Walt, I'll try for a more comprehensive response to your thoughts/questions
on the LoV later, but let me start with the justification you offer for
believing that "the Law of Value...(and the theory of surplus value) is the
most successful
of all economic theories in explaining the facts of capitalism."

You write:

Now, as for why I think Marxian economic theory explains the facts better
other theories (mainly neoclassical):

In neoclassical economics, there ARE situations in which the capitalist
has an incentive to increase the intensity and length of labor AND it is
in the worker's interest to resist this. But, whether or not this
condition holds depends on the level of competition within the demand and
supply sides of the labor market (among other things). So, the conditions
under which this situation holds are somewhat limited "(not as likely to
apply in highly competitive markets) and even when it does apply, there
will be limits to how much the capitalist wants to push the laborer, and
limits to how much the laborer wants to resist. In Marxian economics, I
think that the conditions under which this holds are more broad, and there
is less of a limit to how much the capitalist wants to increase the
intensity of labor, and less of a limit to how much the laborer wants to
decrease it. In my reading of labor history and the history of class
struggle, it seems the Marxian contention is borne out better.

I have no idea how the foregoing establishes a case for the superiority of
Marxian value theory or the "law of value" (whatever that is)
over neoclassical theory.  Here's why:

1.  Under standard neoclassical assumptions, the profit of a given firm is
increasing, *other things equal*, in the labor hours or labor intensity of
its workers, and a given worker's payoff to employment is strictly
decreasing, other things equal(including labor income), in labor hours or
labor intensity.  Thus in this ceteris paribus sense, capitalists "have an
incentive" to increase labor hours and/or intensity, and workers "have an
incentive" to resist this.  These claims are unremarkable in the
neoclassical context and certainly not "situation"-al.

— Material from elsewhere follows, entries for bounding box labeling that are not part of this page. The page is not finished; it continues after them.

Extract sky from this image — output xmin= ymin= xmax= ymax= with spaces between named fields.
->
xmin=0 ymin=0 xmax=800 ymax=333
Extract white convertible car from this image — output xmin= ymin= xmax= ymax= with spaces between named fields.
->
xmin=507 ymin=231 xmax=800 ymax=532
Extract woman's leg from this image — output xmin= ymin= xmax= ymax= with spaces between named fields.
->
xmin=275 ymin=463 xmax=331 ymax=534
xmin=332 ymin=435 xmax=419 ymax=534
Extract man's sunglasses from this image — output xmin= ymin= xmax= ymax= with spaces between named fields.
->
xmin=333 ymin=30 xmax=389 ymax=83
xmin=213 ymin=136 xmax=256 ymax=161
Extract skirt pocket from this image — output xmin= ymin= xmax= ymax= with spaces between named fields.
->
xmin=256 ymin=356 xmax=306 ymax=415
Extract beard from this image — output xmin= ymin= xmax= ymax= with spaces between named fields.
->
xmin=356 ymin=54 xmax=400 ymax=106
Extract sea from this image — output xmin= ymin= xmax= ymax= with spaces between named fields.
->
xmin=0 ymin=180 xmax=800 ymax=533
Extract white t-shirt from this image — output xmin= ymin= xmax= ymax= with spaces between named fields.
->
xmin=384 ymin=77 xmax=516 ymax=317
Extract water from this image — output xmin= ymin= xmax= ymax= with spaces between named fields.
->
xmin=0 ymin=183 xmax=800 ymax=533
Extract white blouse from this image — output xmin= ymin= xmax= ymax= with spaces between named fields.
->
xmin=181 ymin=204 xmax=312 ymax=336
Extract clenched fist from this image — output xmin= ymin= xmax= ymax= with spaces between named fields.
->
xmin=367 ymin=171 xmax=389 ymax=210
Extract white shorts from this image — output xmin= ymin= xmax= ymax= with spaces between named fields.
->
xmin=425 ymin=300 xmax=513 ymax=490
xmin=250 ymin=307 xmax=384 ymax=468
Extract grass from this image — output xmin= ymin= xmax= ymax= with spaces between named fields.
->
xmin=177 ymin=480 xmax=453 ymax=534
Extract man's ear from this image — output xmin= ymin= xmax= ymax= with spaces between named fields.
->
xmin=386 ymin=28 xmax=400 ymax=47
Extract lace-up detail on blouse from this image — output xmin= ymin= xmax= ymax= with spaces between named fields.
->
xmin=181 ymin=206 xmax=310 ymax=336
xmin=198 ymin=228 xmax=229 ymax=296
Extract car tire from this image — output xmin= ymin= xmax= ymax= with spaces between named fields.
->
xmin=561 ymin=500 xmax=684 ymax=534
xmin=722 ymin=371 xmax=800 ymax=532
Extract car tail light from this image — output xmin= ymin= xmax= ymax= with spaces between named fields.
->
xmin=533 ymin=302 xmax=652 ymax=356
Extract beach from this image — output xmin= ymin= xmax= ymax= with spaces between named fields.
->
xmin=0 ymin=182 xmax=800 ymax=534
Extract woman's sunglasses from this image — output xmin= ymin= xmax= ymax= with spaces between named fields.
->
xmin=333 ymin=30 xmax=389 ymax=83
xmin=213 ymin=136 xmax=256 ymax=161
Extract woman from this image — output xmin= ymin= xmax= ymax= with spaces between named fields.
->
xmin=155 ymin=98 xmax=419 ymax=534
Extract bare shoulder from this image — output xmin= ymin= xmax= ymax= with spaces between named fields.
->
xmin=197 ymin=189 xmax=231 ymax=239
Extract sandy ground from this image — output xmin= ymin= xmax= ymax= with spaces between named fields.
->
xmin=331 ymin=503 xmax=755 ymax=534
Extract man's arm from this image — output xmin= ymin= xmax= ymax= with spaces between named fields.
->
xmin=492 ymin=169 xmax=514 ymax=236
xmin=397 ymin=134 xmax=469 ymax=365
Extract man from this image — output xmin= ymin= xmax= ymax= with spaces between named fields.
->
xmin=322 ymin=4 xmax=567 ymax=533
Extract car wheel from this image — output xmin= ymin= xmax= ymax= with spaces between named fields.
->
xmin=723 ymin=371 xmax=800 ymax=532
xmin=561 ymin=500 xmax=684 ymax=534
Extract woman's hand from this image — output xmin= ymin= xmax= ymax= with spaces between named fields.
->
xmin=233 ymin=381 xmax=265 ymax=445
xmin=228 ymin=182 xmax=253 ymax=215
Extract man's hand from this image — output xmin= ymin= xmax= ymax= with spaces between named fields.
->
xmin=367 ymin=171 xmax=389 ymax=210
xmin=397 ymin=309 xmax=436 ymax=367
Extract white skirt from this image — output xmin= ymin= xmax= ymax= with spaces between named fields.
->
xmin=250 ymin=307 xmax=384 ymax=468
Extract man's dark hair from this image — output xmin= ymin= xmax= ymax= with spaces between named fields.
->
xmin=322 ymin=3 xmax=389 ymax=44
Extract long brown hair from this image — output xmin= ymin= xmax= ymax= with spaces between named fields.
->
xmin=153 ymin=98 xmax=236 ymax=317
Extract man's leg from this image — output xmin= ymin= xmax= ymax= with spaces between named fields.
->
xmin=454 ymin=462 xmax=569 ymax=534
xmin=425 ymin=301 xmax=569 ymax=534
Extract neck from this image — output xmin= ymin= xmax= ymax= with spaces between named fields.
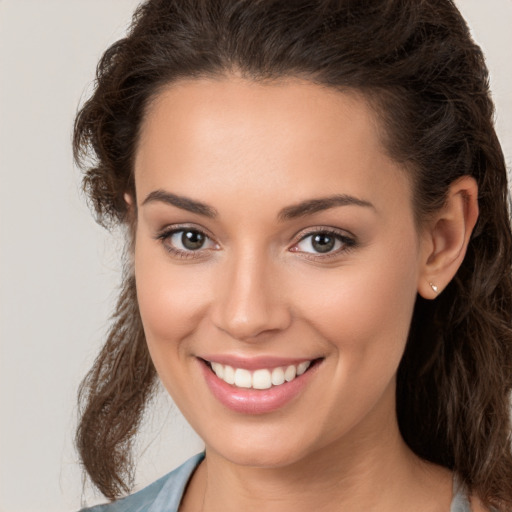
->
xmin=183 ymin=388 xmax=451 ymax=512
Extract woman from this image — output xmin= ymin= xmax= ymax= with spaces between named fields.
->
xmin=74 ymin=0 xmax=512 ymax=512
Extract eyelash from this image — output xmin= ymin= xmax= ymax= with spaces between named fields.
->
xmin=155 ymin=226 xmax=358 ymax=261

2.  In the real world, whether or not a *given* capitalist firm can
profitably require its workforce to increase hours and/or intensity will
surely depend on market conditions such as the number and availability of
alternative employers for workers in the market and bargaining power of
incumbent workers.  Neoclassical--or more precisely, mainstream-- theory
addresses the entire gamut of such possibilities from the case in which an
individual firm has pure monopsony power to the case of bilateral monopoly
to the case of competitive labor buyers.  Which case obtains is an
empirical matter and varies from labor market to labor market.  Real-world
labor market surveys confirm that individual firms do not typically
perceive that they can cut wages or increase hours or intensity
unilaterally without suffering costs from increased turnover or reduced
hiring rates.  But whatever the empirical case is, there's a mainstream
model that addresses it in terms of degree of competitiveness.

3.  Not so Marxian value theory, because values are based on "socially
necessary labor time" (SNLT).  And whether this is determined on the basis
of "average" magnitudes, per Marx's own representation in V.I, chapter 1,
or "some randomly determined point *within* the range", as you suggest, the
fact that capitalists *as a whole* would gain by increasing the length of
the working day, other things equal, or reducing the labor embodied in the
wage bundle, other things equal, is necessarily *silent* with respect to
the question of whether, given empirically relevant competitive conditions
in markets for labor power, it would pay *individual* capitalists to do
this.  And if it's not profitable for any individual capitalist to pursue
such strategies, it's not clear how Marx's value theory offers any
empirically relevant insights.    So on one hand, neoclassical theory
places no *a priori* "limits to how much the capitalist *wants to* push the
laborer, [or] limits to how much the laborer *wants to* resist", contrary
to your suggestion, but does have the capacity, *unlike* Marxian value
theory, to specify market conditions which limit how much a given
capitalist *can* profitably push laborers, and how much given laborers
*can* effectively resist.  To the extent that such considerations are
empirically relevant, this is an argument for the comparative superiority
of mainstream theory over Marxian theory.

4.  But in any case, since mainstream theory encompasses the scenario in
which individual firms enjoy monopsony power and thus can set hours,
intensity, and/or wage levels with relative impunity, Marxian theory at
best adds nothing of net interest or insight to the empirical story,
whatever one might think of the *normative* significance of the Marxian
notion of capitalist exploitation.


I also enjoyed books by Ben Fine and Howard Botwinick which argued from
different perspectives about how Marxian economics explains observed
patterns of labor market segmentation better than neoclassical.

What's wrong with the existing mainstream theories of labor market
segmentation?  What empirical regularities with respect to this phenomenon
are demonstrably better explained by Marxian theory relative to
neoclassical theories based, e.g., on efficiency wages or bargaining
power?  For example, in the extensive empirical work of Dickens and Lang on
dual labor markets, what part of their empirical results *requires* an
explanation unique to Marxian value theory?

Of course, I'm sure Gil will disagree with me on most of this....

I'll be interested to hear what it is about the "law of value" that has
unique explanatory power with respect to the phenomena discussed above.